Dabney Coleman, known for his roles in 9 to 5 and Boardwalk Empire has died. The Emmy Award-winning actor leaves behind decades of playing some of the least likable characters in film, from power brokers to sexist TV directors to backstabbing bosses who get their just desserts. Coleman took on the role of the jerk willingly and with good humor that his daughter, singer Quincy Coleman, says “tickled the funny bone of humanity.” Coleman was 92 when he died yesterday at his home in Santa Monica; his cause of death has not yet been released.
Dabney Coleman, Known For Playing “Bad Guys”, Has Passed Away
Dabney Coleman got his first on-screen role in 1961, playing a nameless resident in Naked City, an ABC police drama series. For the next decade and a half, Coleman would continue to star in minor roles in I Dream of Jeannie and Room 222, among other titles. Still, the role defining the rest of his career came in 1976, when he played Mayor Mertle Jeeter in the satirical soap opera Mary Hartman, Mary Hartman.
Coleman himself described Jeeter as “[the] worst human being” in an AV Club interview from 2012, but went on to say that taking the role was “the best thing I ever did” because it gave audiences a taste for his negative style of humor and paved the way for many more of his jerk-ish roles to come. In 1980, he would star alongside Dolly Parton in her debut movie 9 to 5, where he played Parton’s scummy boss Franklin Hart, Jr. He would continue to cement his reputation for “bad guys” with a sexist TV director in Tootsie (1982), the head systems engineer in WarGames (1983), and an absurdly rich bank CEO in the 1993 movie version of Beverly Hillbillies.
Dabney Coleman: The 21st Century “Jerk” Who Was Actually Pretty Good
Dabney Coleman’s trend of playing jerks followed him to the modern day, with him serving as the voice for Principal Peter Prickly in Recess (1997) and starring as Burton Fallin, a lawyer and the estranged father of the protagonist Nick Fallin (Simon Baker) in CBS’s The Guardian (2001). 2010 would see Dabney Coleman board HBO’s period crime drama Boardwalk Empire, where he would star alongside Steve Buscemi, Michael Pitt, and Michael Shannon as Commodore Louis Kaestner, the cruel and perverted boss of Atlantic City’s bootlegging scene.

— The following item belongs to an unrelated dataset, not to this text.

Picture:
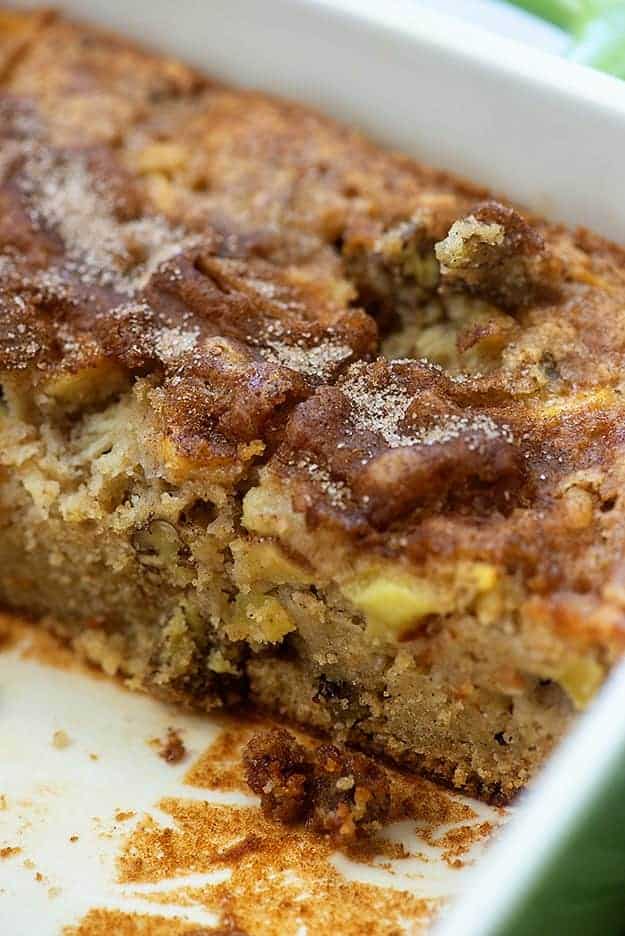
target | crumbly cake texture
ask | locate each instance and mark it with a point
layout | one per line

When Vulture sat down with Dabney Coleman in a 2010 interview and asked him if he minded playing such horrible people, his response was a little unexpected.

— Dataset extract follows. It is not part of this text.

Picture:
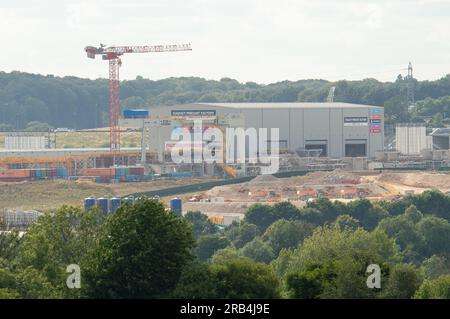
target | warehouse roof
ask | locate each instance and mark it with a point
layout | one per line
(294, 105)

“It’s fun playing those roles. You get to do outlandish things, things that you want to do, probably, in real life but you just don’t because you’re a civilized human being. There are no holds barred when you’re playing [jerks] — I couldn’t imagine anyone not loving playing those parts.”
Dabney Coleman via Vulture
Of course, when he wasn’t in front of the camera, Dabney Coleman was a perfectly normal man with a sense of humor about his work that lasted until he died. He served in the US Army in the 1950s, and was married and divorced twice, first to Ann Courtney Harrell and then to Jean Hale. His daughter, singer/songwriter/producer Quincy Coleman (Waitress) gave The Hollywood Reporter the following statement following her father’s death:
“My father crafted his time here on Earth with a curious mind, a generous heart and a soul on fire with passion, desire and humor that tickled the funny bone of humanity…As he lived, he moved through this final act of his life with elegance, excellence and mastery.”
Quincy Coleman via The Hollywood Reporter
Dabney Coleman is survived by his daughters Quincy, Kelly, and Meghan, his son Randy, and his grandchildren Hale, Gabe, Luie, Kai, and Coleman.